海外出張が多くなったのは情報サービス子会社の経営に携わるようになった
1980年代後半からである。取り扱っていたIBMのプロセス制御用ソフトや独占販売提携していた米国中小企業の製品に付加価値サービスを国内で提供していたことによる。IBMの場合はマンハッタンに在った主管部門を訪れ、主に東海岸の顧客を対象とする営業支援を行った。他の提携先の活動拠点は、ニュージャージ、オークランド郊外サンレアンドロ、ヒューストン、アトランタに在り、打合せ・販売会議・ユーザー会議などに参加することが目的だった。一社だけ単独訪問の時もあったが、大方は数社を廻るようにスケジュールを組むことが多く、その場合先に東や南を廻り、最後を西(サンフランシスコ)にするようにした。これは、IT情報収集に欠かせないシリコンバレーに近いこと、短期留学したUCバークレー校の存在、サンレアンドロの会社創業者と過ごす時間を考慮してのことである。太平洋を隔てて向こう側は日本と言う安堵感、無味乾燥な米国の他の大都市には無い独特の潤いを感じさせる街、それに書籍と言う重い荷物もここからなら何とか携行できる。最終立ち寄り地点として最適だ。


「ボーダーズ(
Borders)」はバーンズ&ノーブルズと並ぶ全米規模の書店チェーン、我が国の八重洲ブックセンターと言ったところであろうか。そのサンフランシスコ店は繁華街の真っただ中、フィシャーマンズ・ワーフに向かうケーブルカーの起点であるパウエルから見てユニオンスクウェアの左上に在る。一階はレジとベストセラー、話題の新刊書や雑誌、ペーパーバックが置かれ、それにカフェも併設されている。専門書は二階、階段を上って左側は直交する二つの通りに面して窓がある明るい大部屋で分野別専門書の棚が連なっている。しかし、軍事史(Military History)コーナーは階段右奥で窓は無く、人の行き来も少ない落ち着いた一画だ。ただ広さは日本の小規模な書店ほどあり、古代の戦い・独立戦争・南北戦争から第一次・第二次世界大戦・ヴェトナム戦争・湾岸戦争までの戦史・戦略論/戦術論・軍事科学技術解説・従軍記/戦記・伝記/回想録・写真集がびっしり並んでいる。気になる数冊を取り出して、そこここに配された椅子に座りそれらに目を通す12時間は、仕事に一段落付けた後だけに、海外に居てもリラックスできるひと時だった。求めた本は20冊以上、挟まれた栞は今でも利用している。最後にここを訪れたのは20052月、それ以降米国には出かけていない。2011年この大型チェーンが倒産したことを知らされた。電子化・通販への対応遅れが因と言われている。書籍の通販からスタートし今や実店舗まで展開するAmazon、そこから取り寄せた洋書が届くたびに複雑な思いが去来する。
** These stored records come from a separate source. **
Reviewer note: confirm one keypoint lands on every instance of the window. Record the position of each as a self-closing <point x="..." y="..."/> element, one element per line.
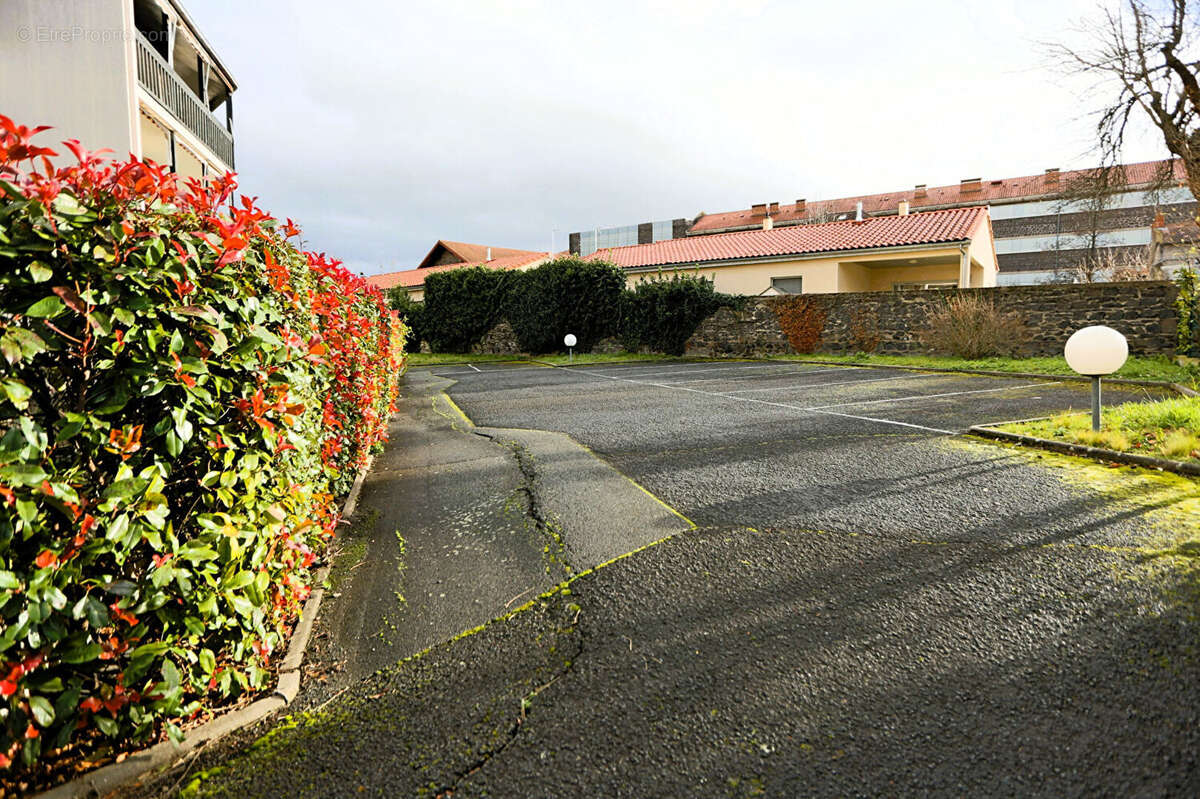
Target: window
<point x="925" y="286"/>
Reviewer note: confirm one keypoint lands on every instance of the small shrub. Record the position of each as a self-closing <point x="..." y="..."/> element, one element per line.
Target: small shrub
<point x="1107" y="439"/>
<point x="803" y="322"/>
<point x="864" y="330"/>
<point x="412" y="313"/>
<point x="971" y="326"/>
<point x="1187" y="308"/>
<point x="1181" y="444"/>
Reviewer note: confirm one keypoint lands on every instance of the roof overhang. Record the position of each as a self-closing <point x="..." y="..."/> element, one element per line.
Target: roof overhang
<point x="203" y="42"/>
<point x="808" y="256"/>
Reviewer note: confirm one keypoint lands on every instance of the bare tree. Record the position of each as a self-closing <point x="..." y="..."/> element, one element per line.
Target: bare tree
<point x="1108" y="265"/>
<point x="1151" y="52"/>
<point x="1084" y="200"/>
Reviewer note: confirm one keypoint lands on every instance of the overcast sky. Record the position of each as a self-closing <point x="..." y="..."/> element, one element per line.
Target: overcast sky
<point x="384" y="126"/>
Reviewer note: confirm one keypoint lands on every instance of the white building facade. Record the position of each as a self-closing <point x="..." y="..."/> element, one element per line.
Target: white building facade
<point x="132" y="76"/>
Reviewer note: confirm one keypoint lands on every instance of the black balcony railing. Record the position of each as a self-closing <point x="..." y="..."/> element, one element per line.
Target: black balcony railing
<point x="161" y="80"/>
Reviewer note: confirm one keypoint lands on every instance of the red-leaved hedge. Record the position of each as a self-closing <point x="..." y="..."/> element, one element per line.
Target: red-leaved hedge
<point x="184" y="395"/>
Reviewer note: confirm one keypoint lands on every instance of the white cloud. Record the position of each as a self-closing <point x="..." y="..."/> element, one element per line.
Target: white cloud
<point x="385" y="126"/>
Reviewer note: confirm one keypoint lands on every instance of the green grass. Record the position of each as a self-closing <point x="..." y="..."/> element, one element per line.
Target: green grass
<point x="1168" y="428"/>
<point x="1135" y="368"/>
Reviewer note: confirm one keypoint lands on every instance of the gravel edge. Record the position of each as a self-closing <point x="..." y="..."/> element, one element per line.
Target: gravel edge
<point x="109" y="779"/>
<point x="1096" y="452"/>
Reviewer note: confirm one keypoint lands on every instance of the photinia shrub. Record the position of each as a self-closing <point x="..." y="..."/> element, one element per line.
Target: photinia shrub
<point x="183" y="397"/>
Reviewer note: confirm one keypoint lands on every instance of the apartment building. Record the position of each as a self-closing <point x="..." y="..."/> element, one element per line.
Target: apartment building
<point x="1041" y="227"/>
<point x="949" y="247"/>
<point x="456" y="254"/>
<point x="133" y="76"/>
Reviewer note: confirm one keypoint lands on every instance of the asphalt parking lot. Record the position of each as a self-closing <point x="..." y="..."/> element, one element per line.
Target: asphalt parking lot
<point x="769" y="444"/>
<point x="870" y="605"/>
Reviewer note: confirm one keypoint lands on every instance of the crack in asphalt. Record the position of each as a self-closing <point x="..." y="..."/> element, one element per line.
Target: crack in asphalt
<point x="514" y="732"/>
<point x="544" y="522"/>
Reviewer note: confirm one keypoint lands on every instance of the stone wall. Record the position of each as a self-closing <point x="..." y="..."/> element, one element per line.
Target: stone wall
<point x="1143" y="311"/>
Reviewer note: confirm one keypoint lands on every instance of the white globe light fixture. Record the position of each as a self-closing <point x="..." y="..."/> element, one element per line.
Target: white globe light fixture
<point x="1095" y="352"/>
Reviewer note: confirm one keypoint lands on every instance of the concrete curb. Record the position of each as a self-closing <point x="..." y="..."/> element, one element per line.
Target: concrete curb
<point x="1145" y="461"/>
<point x="108" y="780"/>
<point x="1029" y="376"/>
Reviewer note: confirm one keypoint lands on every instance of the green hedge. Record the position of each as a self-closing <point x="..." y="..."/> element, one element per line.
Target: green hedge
<point x="661" y="313"/>
<point x="183" y="395"/>
<point x="461" y="305"/>
<point x="567" y="295"/>
<point x="586" y="298"/>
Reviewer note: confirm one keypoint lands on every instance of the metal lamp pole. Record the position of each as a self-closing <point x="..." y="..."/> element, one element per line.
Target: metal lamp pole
<point x="1095" y="352"/>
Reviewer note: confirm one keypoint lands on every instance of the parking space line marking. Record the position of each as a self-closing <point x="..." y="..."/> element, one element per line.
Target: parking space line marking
<point x="934" y="396"/>
<point x="775" y="404"/>
<point x="750" y="377"/>
<point x="719" y="368"/>
<point x="821" y="385"/>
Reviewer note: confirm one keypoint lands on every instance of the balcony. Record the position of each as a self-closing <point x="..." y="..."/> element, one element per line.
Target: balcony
<point x="165" y="85"/>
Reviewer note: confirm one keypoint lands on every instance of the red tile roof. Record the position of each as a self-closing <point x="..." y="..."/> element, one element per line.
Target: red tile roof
<point x="469" y="253"/>
<point x="415" y="277"/>
<point x="989" y="191"/>
<point x="929" y="227"/>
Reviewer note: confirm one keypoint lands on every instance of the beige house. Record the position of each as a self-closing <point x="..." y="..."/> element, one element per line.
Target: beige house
<point x="133" y="76"/>
<point x="947" y="248"/>
<point x="456" y="254"/>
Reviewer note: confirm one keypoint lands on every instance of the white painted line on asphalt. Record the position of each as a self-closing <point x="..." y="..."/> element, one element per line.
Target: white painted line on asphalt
<point x="706" y="370"/>
<point x="774" y="404"/>
<point x="821" y="385"/>
<point x="756" y="377"/>
<point x="934" y="396"/>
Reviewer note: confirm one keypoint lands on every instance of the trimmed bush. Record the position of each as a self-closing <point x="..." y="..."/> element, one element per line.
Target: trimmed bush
<point x="972" y="326"/>
<point x="567" y="295"/>
<point x="183" y="395"/>
<point x="661" y="313"/>
<point x="461" y="305"/>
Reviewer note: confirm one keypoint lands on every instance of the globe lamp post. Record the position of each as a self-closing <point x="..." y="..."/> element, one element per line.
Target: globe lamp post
<point x="1095" y="352"/>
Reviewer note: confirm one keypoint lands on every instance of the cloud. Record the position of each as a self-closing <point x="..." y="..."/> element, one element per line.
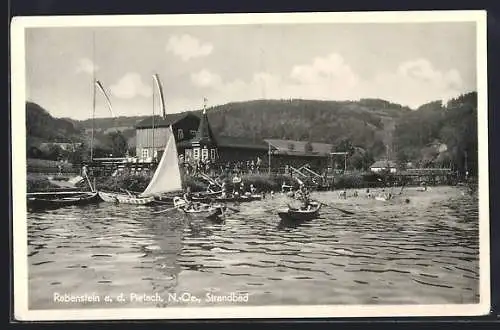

パリの「シェイクスピア&カンパニー書店」を知ったのは
2010年ジェレミー・マーサー著「シェイクスピア&カンパニー書店の優しき日々」を、好みのジャンル(書店)だったことに惹かれて読んだからである。1919年米国人女性によって開かれた店で、もっぱら英米作品を取り扱っていたことと場所がセーヌ川左岸、サンジェルマン・デ・プレ、カルチェ・ラタンなど芸術家・文化人が集まる一帯とつながっていたので、英米系のその種の人々が集うことで有名になる。店主は書店経営の傍ら若い英米の作家志願者に仕事を与え、短期逗留の場所を提供(屋根裏など)したので、後に名を成すジョイス、ヘミングウェイ、フィッツジェラルドなどが足跡を残している。第二次世界大戦で1941年閉店、再開されたのは1951年、オーナーは変わったがやはり米国人、今はその人の娘があとを継いで若手支援を継続しており、戦後もアーサー・ミラーなどが世話になっている。読後「いつかこの書店に」の思いが残った。


2013
年南仏ツアーではあるがフランス訪問の機会がやってきた。幸い最終プログラム終了後パリ延泊可だったので3日間滞在を延ばし、パリの名所を巡ることにして、この書店訪問を組み込んだ。初日の目玉はヴェルサイユ宮殿と凱旋門など中心部、二日目はルーブル博物館とノートルダム寺院、それにこの書店、寺院のあるシテ島の橋を渡ればすぐの所に位置している。因みに三日目はエッフェル塔とアンヴァリッド(廃兵院;現在は軍事博物館、ナポレオンの巨大な棺もここに安置)、サクレ・クール寺院。パリ訪問は1970年以来43年ぶり。この時は米国人を含む仕事仲間とノルマンディー地方の石油化学工場訪問が主目的だったから、パリ観光の時間は一日のみ、皆でタクシーを利用して駆け回った記憶しかない。今度は家内との二人旅、ヴェルサイユとルーブルは予約の関係などで現地ツアーを利用したが、あとは地下鉄ですべて済ませるよう計画した。書店を除く訪問先は名の知れた観光スポットばかり「何とかなるだろう」と腹を括ったものの書店だけは一抹の不安を覚えていた。しかし、幸いなことにフランス新幹線TGVでリオン駅に到着後サン・ラザール駅近くのホテルにバスで移動中、予め延泊観光計画を伝えてあったツアーガイドが、渋滞する道路から書店を発見、セーヌ川やシテ島との位置関係をはっきり確認できた。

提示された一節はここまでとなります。